Until his retirement in 2008, László taught at the Cluj-Napoca George Dima Conservatory, where he earned a Ph.D. degree in Musicology in 1996.

As a performing artist in communist Romania, László toured Romania and several Eastern European countries (Bulgaria, German Democratic Republic, Soviet Union). He was editor of the music section of A Hét (1970–73), regular contributor to the program in Hungarian language of the Romanian Radio and Television Corporation. He played a major role in the development of a Hungarian program with Electrecord, the Romanian state record company. In 1989, László was co-founder and later President of Romániai Magyar Zene Társaság (Hungarian Musical Society of Romania). In the 1990s, he became founding director of a couple of music societies, namely the Junimea Muzicală din România and the Societatea Română Mozart (Romanian Mozart Society). He served as vice president of the Romanian section of the Paneuropa Union.

He was married to cellist Ilse L. Herbert and had three children (Eva, Peter and Mark).

==Research and writing==

László’s research covers Romanian and universal musical themes. He was preoccupied with various Mozart-related issues, the relationship between musical culture and folk music culture and Beethoven’s traces in Cluj-Napoca. He was also a scholar of Bartók. His writings have been published by Korunk, Forschungen zur Volks- und Landeskunde, Musik und Kirche, Utunk, Studii de Muzicologie, Művelődés, Brassói Lapok, Secolul 20, Muzica, A Hét as well as Karpatenrundschau. He was an associate of the Budapest-based Magyar Zene.

Many of his publications in three languages study the development of cultural relations among Romanians, Hungarians and Transylvanian Saxons. He was a contributor to volumes like A romániai magyar nemzetiség (Hungarian Ethnicity in Romania), in which he offered a picture of Hungarian musical life in Romania or Zenetudományi Irások (Writings in Musicology), published by Kriterion (1980, 1983), to which he contributed works on the musical aspects of the folkloric and local historical research he conducted during his work.

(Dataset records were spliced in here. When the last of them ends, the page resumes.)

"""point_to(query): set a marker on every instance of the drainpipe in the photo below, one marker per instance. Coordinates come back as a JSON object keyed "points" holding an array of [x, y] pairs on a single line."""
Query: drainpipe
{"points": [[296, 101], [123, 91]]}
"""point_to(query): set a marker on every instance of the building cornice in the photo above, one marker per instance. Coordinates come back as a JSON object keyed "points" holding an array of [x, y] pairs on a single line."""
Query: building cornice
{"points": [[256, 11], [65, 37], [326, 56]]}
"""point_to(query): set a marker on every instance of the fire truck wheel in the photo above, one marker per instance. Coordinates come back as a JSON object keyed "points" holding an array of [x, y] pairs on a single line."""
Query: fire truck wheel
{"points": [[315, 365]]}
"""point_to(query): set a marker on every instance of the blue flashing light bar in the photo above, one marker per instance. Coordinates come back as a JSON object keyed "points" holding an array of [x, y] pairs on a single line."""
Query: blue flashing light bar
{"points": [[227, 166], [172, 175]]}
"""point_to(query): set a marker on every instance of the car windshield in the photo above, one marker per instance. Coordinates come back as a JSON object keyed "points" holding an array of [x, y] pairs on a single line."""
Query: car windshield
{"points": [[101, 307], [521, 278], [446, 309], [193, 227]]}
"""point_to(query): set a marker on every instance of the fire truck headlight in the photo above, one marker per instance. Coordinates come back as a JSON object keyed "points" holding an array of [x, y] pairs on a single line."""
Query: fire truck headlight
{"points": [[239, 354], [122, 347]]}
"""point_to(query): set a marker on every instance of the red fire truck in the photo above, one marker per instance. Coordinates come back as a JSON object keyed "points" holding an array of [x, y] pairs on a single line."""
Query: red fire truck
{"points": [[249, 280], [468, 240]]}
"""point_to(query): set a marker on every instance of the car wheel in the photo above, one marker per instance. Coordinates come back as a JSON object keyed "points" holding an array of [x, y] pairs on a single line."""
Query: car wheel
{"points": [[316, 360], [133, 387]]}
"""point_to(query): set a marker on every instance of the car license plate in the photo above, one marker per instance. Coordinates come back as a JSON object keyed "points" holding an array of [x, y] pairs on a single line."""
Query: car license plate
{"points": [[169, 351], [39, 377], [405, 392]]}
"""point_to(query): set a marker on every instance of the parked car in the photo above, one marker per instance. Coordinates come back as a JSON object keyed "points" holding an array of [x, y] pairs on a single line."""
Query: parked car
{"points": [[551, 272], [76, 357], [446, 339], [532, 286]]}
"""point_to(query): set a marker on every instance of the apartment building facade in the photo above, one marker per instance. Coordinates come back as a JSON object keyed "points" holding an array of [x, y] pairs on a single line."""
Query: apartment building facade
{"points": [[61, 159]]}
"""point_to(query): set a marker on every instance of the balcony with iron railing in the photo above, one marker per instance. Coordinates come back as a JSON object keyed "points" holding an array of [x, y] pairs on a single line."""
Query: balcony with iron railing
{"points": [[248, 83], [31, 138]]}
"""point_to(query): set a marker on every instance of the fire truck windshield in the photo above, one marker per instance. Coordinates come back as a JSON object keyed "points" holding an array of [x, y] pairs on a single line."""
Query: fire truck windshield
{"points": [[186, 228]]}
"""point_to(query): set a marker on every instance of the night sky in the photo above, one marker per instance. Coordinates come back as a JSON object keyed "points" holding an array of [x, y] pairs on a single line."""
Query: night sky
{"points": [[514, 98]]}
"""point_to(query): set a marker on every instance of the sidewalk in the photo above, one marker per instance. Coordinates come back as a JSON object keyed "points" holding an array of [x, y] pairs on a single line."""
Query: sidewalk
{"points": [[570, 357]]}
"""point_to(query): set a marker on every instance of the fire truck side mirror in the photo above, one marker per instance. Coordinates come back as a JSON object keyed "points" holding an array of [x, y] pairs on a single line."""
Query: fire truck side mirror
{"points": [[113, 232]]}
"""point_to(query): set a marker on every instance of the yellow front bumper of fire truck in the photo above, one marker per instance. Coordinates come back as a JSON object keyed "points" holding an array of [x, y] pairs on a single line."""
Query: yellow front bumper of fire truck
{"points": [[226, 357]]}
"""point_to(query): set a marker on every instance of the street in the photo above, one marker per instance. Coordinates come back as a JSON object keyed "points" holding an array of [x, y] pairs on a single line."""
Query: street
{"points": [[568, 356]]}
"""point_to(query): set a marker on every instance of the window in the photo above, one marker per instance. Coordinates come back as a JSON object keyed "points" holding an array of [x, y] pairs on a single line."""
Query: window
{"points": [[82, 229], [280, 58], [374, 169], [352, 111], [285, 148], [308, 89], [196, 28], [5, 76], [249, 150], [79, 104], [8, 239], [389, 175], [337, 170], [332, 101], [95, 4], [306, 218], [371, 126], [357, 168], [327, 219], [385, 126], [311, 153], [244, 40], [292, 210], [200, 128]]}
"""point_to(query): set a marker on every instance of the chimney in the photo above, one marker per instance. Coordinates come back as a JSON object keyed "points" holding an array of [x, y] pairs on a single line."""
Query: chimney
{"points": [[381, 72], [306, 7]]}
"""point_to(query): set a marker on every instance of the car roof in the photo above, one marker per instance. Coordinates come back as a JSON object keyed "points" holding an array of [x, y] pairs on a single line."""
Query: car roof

Most prominent among his publications are his works on Béla Bartók and Zoltán Kodály. He was an editor of several volumes on Bartók, such as 99 Bartók-levél (99 Bartók Letters; 1970), Bartók-könyv 1970-1971 (Bartók Book 1970-1971; 1971), Bartók-dolgozatok (Bartók-Studies; 1974, 1981) and in Romanian, Béla Bartók şi muzica românească (Béla Bartók and Romanian Music; 1976) and two volumes of selected Bartók letters (1976–77). László is an editor of the commemorative Kodály-volume written by Transylvanian authors entitled Utunk Kodályhoz (Our Road to Kodály; 1984), in which he published a study on the Romanian folksong-adaptations of the celebrated Hungarian composer.

===Book publications===
- Zenei ügyelet (1976)
- Bartók Béla - Tanulmányok és tanúságok (1980)
- A százegyedik év - Írások Enescuról, Bartókról, Kodályról (1984)
- Béla Bartók (in Romanian; 1985)
- Zenén innen, zenén túl (1987)
- Klavír és koboz (1989)
  - Gen, specie și formă în muzica de flaut a lui J. S. Bach (in Romanian; 1989)
  - Béla Bartók şi lumea noastră: aşa cum a fost (in Romanian;1995)
  - Béla Bartók și muzica populară a românilor din Banat și Transilvania (in Romanian; 2003)

Ferenc László also published as László V. Ferenc and under the pseudonym Vigh Frigyes.